I'll upload again just to make sure it's the right one. I've deleted the existing one so when you see it it's new. I've marked the release status pre-release so you may have to look harder for it.

If it crashes with the updated builds I have no idea.

Edit: new binaries uploaded.

The older builds, AVX and older, were built the same as previous releases so shouldn't be affected. If they are it may be due to the prehash optimization. That required seperate code changes for stratum and gbt/getwork. Everything tested ok with stratum and the code change is simple. The only difference is with gbt/getwork one of the miners runs the prehash instead of the stratum thread. That shouldn't make a difference, they both update g_work and restart the threads.

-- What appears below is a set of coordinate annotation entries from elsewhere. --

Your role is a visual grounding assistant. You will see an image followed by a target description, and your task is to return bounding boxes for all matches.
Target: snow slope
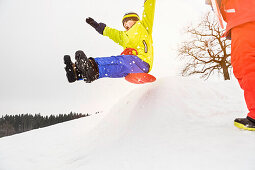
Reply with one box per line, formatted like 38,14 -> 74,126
0,77 -> 255,170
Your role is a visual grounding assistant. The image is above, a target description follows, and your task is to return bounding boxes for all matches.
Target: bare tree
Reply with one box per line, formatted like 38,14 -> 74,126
178,12 -> 232,80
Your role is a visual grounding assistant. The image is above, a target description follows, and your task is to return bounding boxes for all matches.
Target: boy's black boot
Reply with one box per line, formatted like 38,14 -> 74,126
234,116 -> 255,131
75,51 -> 99,83
64,55 -> 82,83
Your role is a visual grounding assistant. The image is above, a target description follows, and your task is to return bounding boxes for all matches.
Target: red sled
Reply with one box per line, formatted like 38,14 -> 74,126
125,73 -> 156,84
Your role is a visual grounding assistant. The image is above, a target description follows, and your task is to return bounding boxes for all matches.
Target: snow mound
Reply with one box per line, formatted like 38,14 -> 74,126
0,78 -> 255,170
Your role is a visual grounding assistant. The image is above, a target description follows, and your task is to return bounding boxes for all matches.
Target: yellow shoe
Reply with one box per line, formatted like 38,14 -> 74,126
234,117 -> 255,131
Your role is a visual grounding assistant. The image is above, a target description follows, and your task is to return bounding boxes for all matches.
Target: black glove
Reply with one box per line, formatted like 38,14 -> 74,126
86,17 -> 106,35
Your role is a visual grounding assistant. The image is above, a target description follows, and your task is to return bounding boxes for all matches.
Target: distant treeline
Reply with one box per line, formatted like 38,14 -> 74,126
0,112 -> 89,138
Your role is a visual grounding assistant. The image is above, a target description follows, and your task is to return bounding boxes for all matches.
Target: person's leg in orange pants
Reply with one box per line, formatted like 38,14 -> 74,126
231,22 -> 255,130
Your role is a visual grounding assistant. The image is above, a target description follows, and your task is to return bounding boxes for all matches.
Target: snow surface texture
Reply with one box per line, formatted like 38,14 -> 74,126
0,78 -> 255,170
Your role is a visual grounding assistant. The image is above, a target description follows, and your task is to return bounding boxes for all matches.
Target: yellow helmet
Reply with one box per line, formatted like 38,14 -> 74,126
122,12 -> 140,25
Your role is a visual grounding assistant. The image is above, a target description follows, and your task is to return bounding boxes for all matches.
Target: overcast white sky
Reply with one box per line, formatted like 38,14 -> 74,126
0,0 -> 209,115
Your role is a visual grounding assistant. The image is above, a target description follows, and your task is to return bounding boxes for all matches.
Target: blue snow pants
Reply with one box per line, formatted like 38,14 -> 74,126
94,55 -> 150,78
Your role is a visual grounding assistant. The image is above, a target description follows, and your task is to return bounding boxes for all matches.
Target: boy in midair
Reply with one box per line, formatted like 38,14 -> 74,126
64,0 -> 156,83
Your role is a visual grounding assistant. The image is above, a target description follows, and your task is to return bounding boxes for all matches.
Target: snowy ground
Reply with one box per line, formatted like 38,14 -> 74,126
0,77 -> 255,170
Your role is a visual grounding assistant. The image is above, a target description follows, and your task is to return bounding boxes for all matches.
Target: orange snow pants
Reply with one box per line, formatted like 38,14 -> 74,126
231,22 -> 255,119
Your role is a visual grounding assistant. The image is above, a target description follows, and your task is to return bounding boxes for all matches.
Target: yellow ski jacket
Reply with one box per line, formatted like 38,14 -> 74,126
103,0 -> 156,70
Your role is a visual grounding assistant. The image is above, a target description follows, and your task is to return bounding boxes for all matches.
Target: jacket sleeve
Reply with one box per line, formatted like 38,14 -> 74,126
142,0 -> 156,34
103,26 -> 125,46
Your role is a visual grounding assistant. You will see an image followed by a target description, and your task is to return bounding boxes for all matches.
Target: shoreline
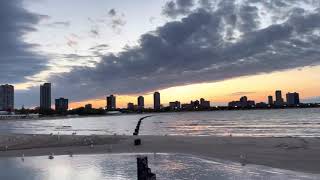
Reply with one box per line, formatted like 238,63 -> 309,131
0,134 -> 320,174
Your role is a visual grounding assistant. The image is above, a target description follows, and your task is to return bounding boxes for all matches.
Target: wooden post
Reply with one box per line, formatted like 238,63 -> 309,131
137,156 -> 156,180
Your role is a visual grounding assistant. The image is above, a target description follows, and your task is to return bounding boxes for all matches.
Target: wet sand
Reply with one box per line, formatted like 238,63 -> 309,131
0,135 -> 320,174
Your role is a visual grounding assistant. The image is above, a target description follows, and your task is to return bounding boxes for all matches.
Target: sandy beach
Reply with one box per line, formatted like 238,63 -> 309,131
0,135 -> 320,174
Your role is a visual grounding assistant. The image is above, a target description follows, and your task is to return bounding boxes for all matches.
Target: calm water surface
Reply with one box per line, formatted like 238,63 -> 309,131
0,154 -> 320,180
0,108 -> 320,137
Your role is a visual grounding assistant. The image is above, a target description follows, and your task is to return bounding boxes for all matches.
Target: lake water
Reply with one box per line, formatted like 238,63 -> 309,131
0,154 -> 319,180
0,108 -> 320,137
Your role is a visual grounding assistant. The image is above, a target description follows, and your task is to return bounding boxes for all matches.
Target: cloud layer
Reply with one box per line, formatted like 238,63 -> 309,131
0,0 -> 46,84
44,0 -> 320,100
11,0 -> 320,107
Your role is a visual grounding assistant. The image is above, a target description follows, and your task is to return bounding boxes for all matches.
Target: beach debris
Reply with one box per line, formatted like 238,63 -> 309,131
108,144 -> 112,152
134,138 -> 141,146
137,156 -> 156,180
240,154 -> 248,166
49,153 -> 54,159
58,132 -> 61,141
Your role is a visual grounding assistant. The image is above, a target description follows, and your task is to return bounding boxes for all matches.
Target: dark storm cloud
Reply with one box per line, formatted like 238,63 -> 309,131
162,0 -> 194,18
18,0 -> 320,104
0,0 -> 48,84
45,21 -> 71,27
108,9 -> 117,16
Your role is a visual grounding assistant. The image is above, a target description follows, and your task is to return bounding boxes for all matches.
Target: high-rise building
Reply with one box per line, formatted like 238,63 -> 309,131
128,103 -> 134,111
286,92 -> 300,106
169,101 -> 181,111
268,96 -> 273,106
274,90 -> 284,106
138,96 -> 144,110
40,83 -> 51,110
200,98 -> 210,109
153,92 -> 161,111
0,84 -> 14,112
55,97 -> 69,112
228,96 -> 256,108
107,95 -> 117,111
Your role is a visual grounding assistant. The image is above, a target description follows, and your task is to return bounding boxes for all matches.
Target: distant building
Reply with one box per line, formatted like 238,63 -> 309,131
256,102 -> 268,108
200,98 -> 210,109
268,96 -> 273,106
286,92 -> 300,106
55,97 -> 69,112
0,84 -> 14,112
153,92 -> 161,111
181,104 -> 194,111
84,104 -> 92,109
169,101 -> 181,111
190,100 -> 200,110
138,96 -> 144,110
107,95 -> 117,111
40,83 -> 51,110
274,90 -> 284,106
127,103 -> 134,111
228,96 -> 255,108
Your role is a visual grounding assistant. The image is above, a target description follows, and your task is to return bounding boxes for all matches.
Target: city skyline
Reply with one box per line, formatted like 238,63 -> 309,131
0,83 -> 319,112
0,0 -> 320,108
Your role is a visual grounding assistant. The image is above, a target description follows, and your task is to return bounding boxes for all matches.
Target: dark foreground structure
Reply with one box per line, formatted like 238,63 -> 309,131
137,156 -> 156,180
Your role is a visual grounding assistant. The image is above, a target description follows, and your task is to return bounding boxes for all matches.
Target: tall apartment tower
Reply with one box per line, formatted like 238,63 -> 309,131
55,97 -> 69,112
138,96 -> 144,109
153,92 -> 160,111
107,95 -> 117,111
286,92 -> 300,106
40,83 -> 51,110
274,90 -> 284,106
0,84 -> 14,112
268,96 -> 273,106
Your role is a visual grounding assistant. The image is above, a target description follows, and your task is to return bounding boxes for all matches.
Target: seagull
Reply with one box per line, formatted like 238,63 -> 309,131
240,154 -> 248,166
49,153 -> 54,159
21,154 -> 24,161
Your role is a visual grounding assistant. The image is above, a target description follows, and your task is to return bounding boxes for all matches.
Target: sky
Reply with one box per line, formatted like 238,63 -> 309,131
0,0 -> 320,108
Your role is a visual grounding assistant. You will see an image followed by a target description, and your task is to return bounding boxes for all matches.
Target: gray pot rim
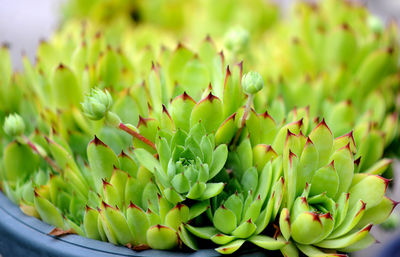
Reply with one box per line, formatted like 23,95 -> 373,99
0,192 -> 265,257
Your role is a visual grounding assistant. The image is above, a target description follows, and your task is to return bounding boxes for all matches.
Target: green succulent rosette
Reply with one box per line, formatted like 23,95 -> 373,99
134,123 -> 228,204
186,140 -> 287,254
279,121 -> 397,256
250,0 -> 399,156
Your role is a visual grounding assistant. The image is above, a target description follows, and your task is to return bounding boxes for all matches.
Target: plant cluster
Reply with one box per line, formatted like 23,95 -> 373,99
0,0 -> 399,257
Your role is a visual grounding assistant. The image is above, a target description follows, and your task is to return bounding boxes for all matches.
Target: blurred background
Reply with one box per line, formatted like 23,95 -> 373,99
0,0 -> 400,69
0,0 -> 400,257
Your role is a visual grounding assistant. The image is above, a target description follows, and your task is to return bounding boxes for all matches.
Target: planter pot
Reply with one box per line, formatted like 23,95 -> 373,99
0,192 -> 271,257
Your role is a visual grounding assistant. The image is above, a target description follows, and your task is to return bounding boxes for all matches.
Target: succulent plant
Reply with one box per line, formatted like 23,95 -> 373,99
0,0 -> 399,254
186,137 -> 287,254
279,121 -> 397,256
250,0 -> 399,160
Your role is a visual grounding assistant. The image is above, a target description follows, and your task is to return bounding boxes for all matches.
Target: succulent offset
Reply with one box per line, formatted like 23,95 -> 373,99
0,0 -> 399,257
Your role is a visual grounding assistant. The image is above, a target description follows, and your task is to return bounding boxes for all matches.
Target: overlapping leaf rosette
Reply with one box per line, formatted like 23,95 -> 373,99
4,19 -> 247,156
249,0 -> 399,159
272,121 -> 397,256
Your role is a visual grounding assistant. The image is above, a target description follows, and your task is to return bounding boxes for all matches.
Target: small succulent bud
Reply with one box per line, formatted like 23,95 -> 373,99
225,27 -> 250,53
242,71 -> 264,95
82,88 -> 112,120
368,15 -> 384,33
3,113 -> 25,137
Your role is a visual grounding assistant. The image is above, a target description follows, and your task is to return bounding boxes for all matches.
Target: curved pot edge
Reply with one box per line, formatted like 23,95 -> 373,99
0,192 -> 220,257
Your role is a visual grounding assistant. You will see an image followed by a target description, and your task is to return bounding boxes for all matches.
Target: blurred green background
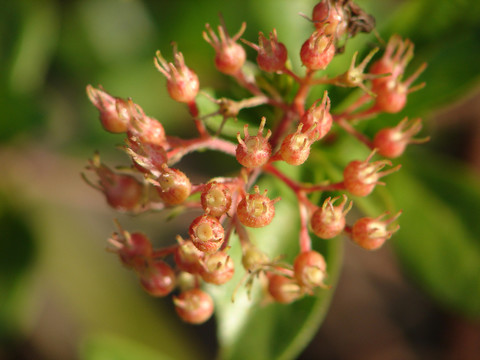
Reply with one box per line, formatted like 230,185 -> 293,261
0,0 -> 480,360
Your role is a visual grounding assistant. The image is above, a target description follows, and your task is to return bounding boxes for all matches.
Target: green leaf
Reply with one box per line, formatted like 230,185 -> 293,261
212,176 -> 342,360
0,193 -> 37,340
80,334 -> 172,360
388,150 -> 480,317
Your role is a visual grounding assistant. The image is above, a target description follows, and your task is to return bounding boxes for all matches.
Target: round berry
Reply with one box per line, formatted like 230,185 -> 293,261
200,181 -> 232,217
203,23 -> 247,75
173,237 -> 205,274
312,0 -> 348,36
155,45 -> 200,104
310,195 -> 352,239
343,150 -> 400,196
139,260 -> 175,297
188,215 -> 224,254
173,289 -> 214,324
200,251 -> 235,285
257,29 -> 288,72
279,124 -> 314,166
293,250 -> 327,288
237,186 -> 279,228
268,274 -> 302,304
300,29 -> 335,70
154,165 -> 192,205
352,212 -> 401,250
235,118 -> 272,168
373,118 -> 429,158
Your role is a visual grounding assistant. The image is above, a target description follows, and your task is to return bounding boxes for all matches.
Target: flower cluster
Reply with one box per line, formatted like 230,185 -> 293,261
84,0 -> 427,323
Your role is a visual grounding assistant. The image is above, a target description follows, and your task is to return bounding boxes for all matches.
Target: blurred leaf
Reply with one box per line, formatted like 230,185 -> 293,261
388,149 -> 480,316
381,0 -> 480,117
0,194 -> 36,338
209,173 -> 342,360
80,334 -> 172,360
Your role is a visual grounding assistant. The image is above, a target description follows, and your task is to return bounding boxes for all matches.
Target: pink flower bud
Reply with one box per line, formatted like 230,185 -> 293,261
300,29 -> 335,70
203,18 -> 247,75
236,117 -> 272,168
343,150 -> 401,196
155,45 -> 200,104
352,212 -> 401,250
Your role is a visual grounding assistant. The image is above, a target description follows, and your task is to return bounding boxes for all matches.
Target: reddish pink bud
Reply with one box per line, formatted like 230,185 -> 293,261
237,185 -> 280,228
312,0 -> 348,37
310,195 -> 353,239
173,289 -> 214,324
352,212 -> 401,250
300,91 -> 333,140
280,124 -> 316,165
153,164 -> 192,205
370,35 -> 427,113
84,154 -> 143,211
200,251 -> 235,285
155,45 -> 200,104
300,29 -> 335,70
174,236 -> 205,274
125,135 -> 168,176
268,274 -> 303,304
293,250 -> 327,288
236,117 -> 272,168
373,118 -> 429,158
87,85 -> 129,133
200,181 -> 232,217
203,18 -> 247,75
139,260 -> 175,297
188,215 -> 225,254
343,150 -> 401,196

I'm scared. The problem with the builds caused compile errors due to missing -maes on some generic builds for CPUs that support it. I don't see how that would cause a crash if it compiled successfully.

But that doesn't explain why WSL works.

Is this address still valid? I'll probably need to test gbt myself.

Try stratum+tcp://pool.cryptopowered.club:1304 using wallet GfWkqzKQfQDMQxjwi5iJCDbzhsCNxGLKHr and pass x, share TTF is ~30sec @ 15Mh

YetAnotherRussian commented 1 year ago

Is this address still valid?

Should be

JayDDee commented 1 year ago

Is this address still valid?

Should be

My bad, it's not gbt.

The latest binaries package needs to be tested with gbt, I can't do that. If it still crashes you can edit cpu-miner.c and comment out the gate call to prehash on line 2349. The will determine if the prehash is the problem. With this patch the hash will be invalid so anything submitted will be rejected but the test is valid for it's purpose.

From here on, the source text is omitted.